What Else Was in That Document
The 1989 G7 communiqué that created FATF5 contained an extensive section on the environment — explicit discussion of greenhouse gases and climate change, endorsement of the recently-created IPCC6, a call for what became the UNFCCC climate treaty, and language anticipating the 1992 Rio Earth Summit.
Paragraph 38 states: ‘In special cases, ODA debt forgiveness and debt for nature swaps can play a useful role in environmental protection’.
Lovejoy’s Debt-for-nature swaps had only been trialled two years earlier7. Understanding why they appear in the same document as financial surveillance requires going back further, to a twelve-year process that reveals both mechanisms were designed together.
The Longer History
The first World Wilderness Congress8 took place in Johannesburg in 1977. Edmund de Rothschild spoke about ‘incorporating economics and banking as major issues on the conservation agenda’, and according to later congress proceedings, his presence ‘played a major role’.
He included Teilhard in his talk, which concluded with a Nietzsche quote that captures the vision being developed: ‘How should the earth as a whole be administered? To what end should man, no longer a people or a race, be raised and bred?’
Van der Post, who co-founded the congress and wrote the foreword to the proceedings containing Rothschild’s speech, became Prince Charles’s spiritual mentor that same year9.
By 1984, Michael Sweatman — a director of the International Wilderness Leadership (WILD) Foundation — had developed a proposal for a ‘World Conservation Bank’. Thomas Lovejoy floated debt-for-nature swaps in the New York Times10 that same year. Sweatman’s proposal reached the World Commission on Environment and Development in 1986 and appeared in their landmark Brundtland Report11 the following year.
Sweatman’s 1986 paper outlined a mechanism where banks would transfer underperforming third-world debt to this new institution in exchange for long-term instruments, which would then be swapped with indebted nations in exchange for ownership or long-term leases of natural assets. The paper called for ‘the natural resource base and services of the ecosystem’ to be ‘included in the calculations of costs and benefit — to produce an environmental rate of return’.
That phrase is the conceptual foundation for everything that followed: carbon credits, ecosystem services, natural capital accounting, ESG metrics.
At the 4th World Wilderness Congress in Colorado in September 1987, David Rockefeller and Edmund de Rothschild joined Sweatman in formally proposing the World Conservation Bank. A Chicago Tribune article12 reported that ‘at sessions attended by Rockefeller, Rothschild and other major world figures, Sweatman advocated setting up a ‘World Conservation Bank’ to make such deals’.
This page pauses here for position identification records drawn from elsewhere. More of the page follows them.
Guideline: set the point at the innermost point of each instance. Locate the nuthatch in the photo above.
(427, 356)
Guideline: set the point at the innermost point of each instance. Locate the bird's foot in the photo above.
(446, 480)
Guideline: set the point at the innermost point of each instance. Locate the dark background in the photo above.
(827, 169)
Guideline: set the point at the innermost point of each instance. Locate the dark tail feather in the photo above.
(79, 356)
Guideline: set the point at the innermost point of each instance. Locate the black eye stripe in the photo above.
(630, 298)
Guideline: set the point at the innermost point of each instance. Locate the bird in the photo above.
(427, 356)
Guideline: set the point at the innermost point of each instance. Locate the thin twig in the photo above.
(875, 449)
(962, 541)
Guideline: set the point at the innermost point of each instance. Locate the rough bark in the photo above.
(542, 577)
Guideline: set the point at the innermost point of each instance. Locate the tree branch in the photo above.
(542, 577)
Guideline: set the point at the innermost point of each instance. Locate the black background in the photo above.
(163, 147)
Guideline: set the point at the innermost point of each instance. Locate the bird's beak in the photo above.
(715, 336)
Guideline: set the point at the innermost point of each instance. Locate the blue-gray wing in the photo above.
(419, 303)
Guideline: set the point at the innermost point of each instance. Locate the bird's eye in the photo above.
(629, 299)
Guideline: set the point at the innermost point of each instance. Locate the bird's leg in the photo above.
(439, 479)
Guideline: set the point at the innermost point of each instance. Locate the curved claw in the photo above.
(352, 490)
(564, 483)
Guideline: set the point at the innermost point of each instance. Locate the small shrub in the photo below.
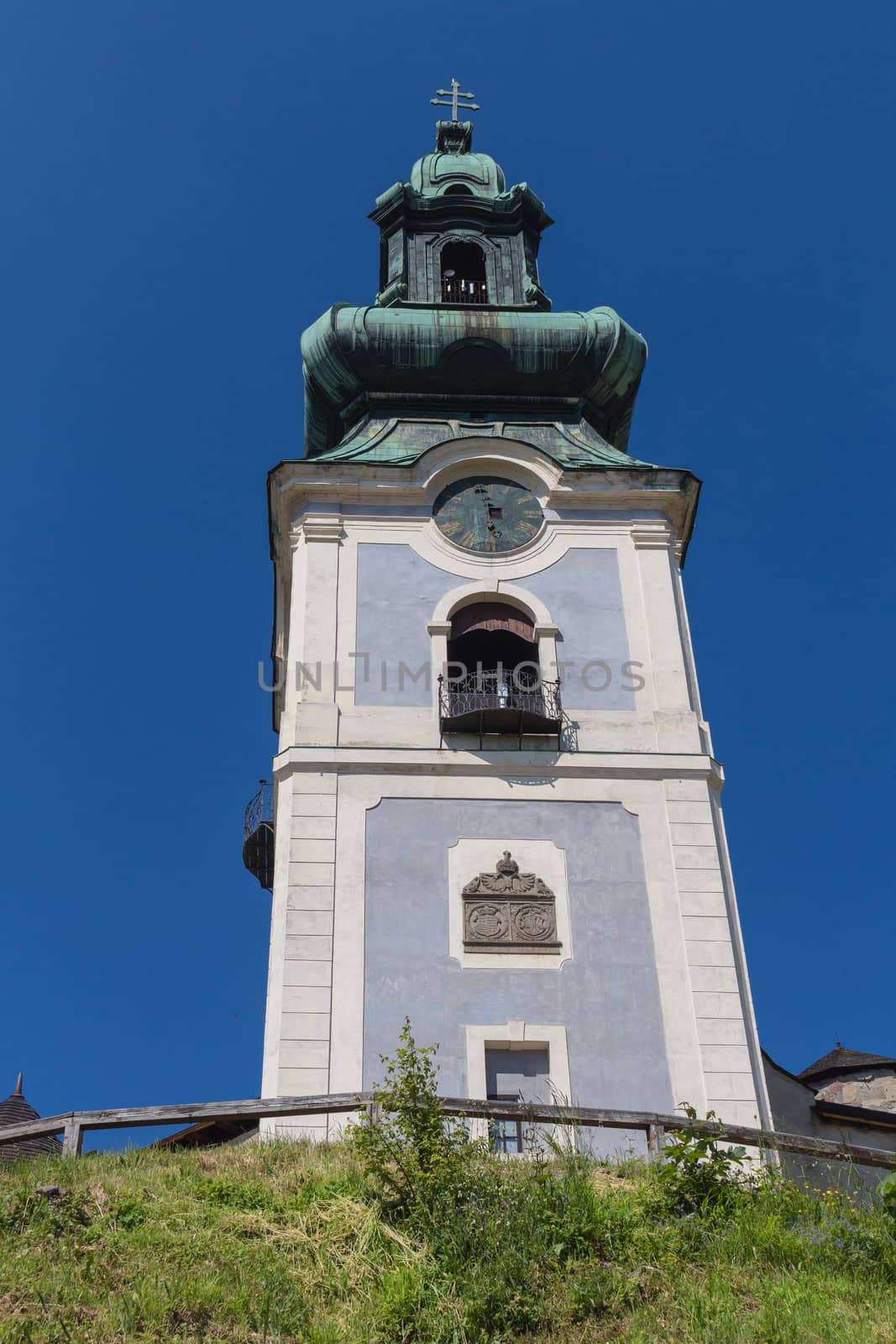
(406, 1144)
(696, 1173)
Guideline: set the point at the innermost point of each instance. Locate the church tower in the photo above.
(496, 806)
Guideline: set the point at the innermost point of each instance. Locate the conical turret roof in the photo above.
(16, 1110)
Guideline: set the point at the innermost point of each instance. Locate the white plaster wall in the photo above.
(338, 759)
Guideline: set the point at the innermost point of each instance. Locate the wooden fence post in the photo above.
(656, 1142)
(71, 1137)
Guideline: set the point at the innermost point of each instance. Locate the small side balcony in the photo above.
(485, 703)
(258, 837)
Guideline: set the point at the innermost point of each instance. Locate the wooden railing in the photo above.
(653, 1126)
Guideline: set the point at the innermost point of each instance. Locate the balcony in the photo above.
(258, 837)
(484, 705)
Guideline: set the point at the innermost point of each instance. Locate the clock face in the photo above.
(488, 514)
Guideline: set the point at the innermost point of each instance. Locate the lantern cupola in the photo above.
(456, 235)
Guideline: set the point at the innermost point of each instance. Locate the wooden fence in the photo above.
(654, 1126)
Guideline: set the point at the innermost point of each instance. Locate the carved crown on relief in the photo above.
(506, 880)
(508, 911)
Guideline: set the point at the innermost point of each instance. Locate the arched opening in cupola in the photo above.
(493, 680)
(464, 273)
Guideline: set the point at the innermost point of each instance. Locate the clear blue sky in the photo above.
(186, 190)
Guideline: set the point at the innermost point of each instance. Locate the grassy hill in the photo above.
(289, 1242)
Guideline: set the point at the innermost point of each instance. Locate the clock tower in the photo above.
(496, 804)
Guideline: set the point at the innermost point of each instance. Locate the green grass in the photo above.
(284, 1242)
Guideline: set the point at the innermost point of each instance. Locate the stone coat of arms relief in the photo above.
(508, 911)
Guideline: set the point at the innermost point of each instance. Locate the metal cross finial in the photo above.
(454, 94)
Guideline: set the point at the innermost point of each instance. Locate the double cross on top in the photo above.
(450, 98)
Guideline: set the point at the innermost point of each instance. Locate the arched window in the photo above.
(464, 275)
(495, 643)
(493, 680)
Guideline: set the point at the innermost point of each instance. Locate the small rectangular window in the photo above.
(506, 1136)
(515, 1075)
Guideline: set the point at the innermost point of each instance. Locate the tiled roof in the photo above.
(844, 1061)
(16, 1110)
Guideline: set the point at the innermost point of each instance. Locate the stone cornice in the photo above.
(533, 766)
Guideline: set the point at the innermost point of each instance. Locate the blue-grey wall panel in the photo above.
(606, 996)
(584, 595)
(398, 591)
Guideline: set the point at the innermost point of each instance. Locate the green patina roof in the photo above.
(579, 371)
(401, 441)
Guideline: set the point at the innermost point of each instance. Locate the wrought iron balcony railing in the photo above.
(485, 705)
(258, 837)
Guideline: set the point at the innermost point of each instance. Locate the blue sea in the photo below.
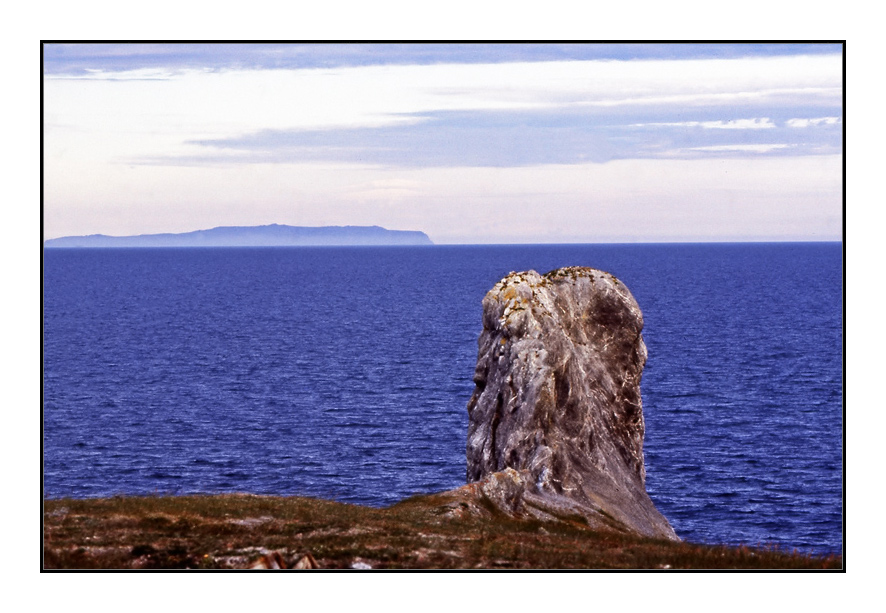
(344, 373)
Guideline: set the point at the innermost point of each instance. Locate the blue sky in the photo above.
(469, 143)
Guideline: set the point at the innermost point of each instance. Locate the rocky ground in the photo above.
(428, 532)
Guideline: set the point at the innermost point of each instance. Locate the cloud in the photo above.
(755, 148)
(818, 121)
(733, 124)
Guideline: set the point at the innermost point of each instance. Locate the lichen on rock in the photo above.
(556, 420)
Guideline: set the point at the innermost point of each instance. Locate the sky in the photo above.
(488, 143)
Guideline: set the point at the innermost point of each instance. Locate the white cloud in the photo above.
(93, 126)
(752, 148)
(818, 121)
(734, 124)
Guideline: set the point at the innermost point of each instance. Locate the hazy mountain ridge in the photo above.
(274, 235)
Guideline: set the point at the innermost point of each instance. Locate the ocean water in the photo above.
(344, 373)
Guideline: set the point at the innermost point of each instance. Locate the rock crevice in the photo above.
(556, 420)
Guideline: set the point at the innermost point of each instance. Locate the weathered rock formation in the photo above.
(556, 420)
The first debt-for-nature swap was executed in Bolivia that same year13.
The Banking Crisis Nobody Mentions
Sweatman’s 1986 paper14 contained a revealing detail: commercial banks were owed ‘well in excess of $500 billion by the lesser-developed countries’, while primary capital for the entire US banking system was around $150 billion.
Even a 30% loss on this debt would have caused total Wall Street failure.
The World Conservation Bank proposal offered a solution. Banks could transfer underperforming debt to the new institution, receiving long-term instruments in exchange. Tax credits for losses would sweeten the deal. The third world debt crisis would be resolved, and in exchange, debtor nations would hand over long-term leases on natural assets.
The mechanism solved two problems at once: bailing out the banking sector while acquiring control over natural resources — without requiring democratic approval in any country.
The Common Ancestor
The World Conservation Bank became the Global Environment Facility15, established in 1991. The WILD Foundation confirms16: ‘Through Michael Sweatman, Edmund de Rothschild, and others, the 1987 WWC proposed the establishment of a World Conservation Bank, which eventually led to the $1.1 billion US dollar Global Environment Fund of the World Bank’.
At the 1992 Rio Earth Summit17, both the UN Framework Convention on Climate Change (UNFCCC) and the Convention on Biological Diversity (CBD) named the GEF as their financing mechanism. The UNFCCC founding document18 states the GEF ‘shall be the international entity entrusted with the operation of the financial mechanism’. The CBD states the GEF ‘shall be the institutional structure’19.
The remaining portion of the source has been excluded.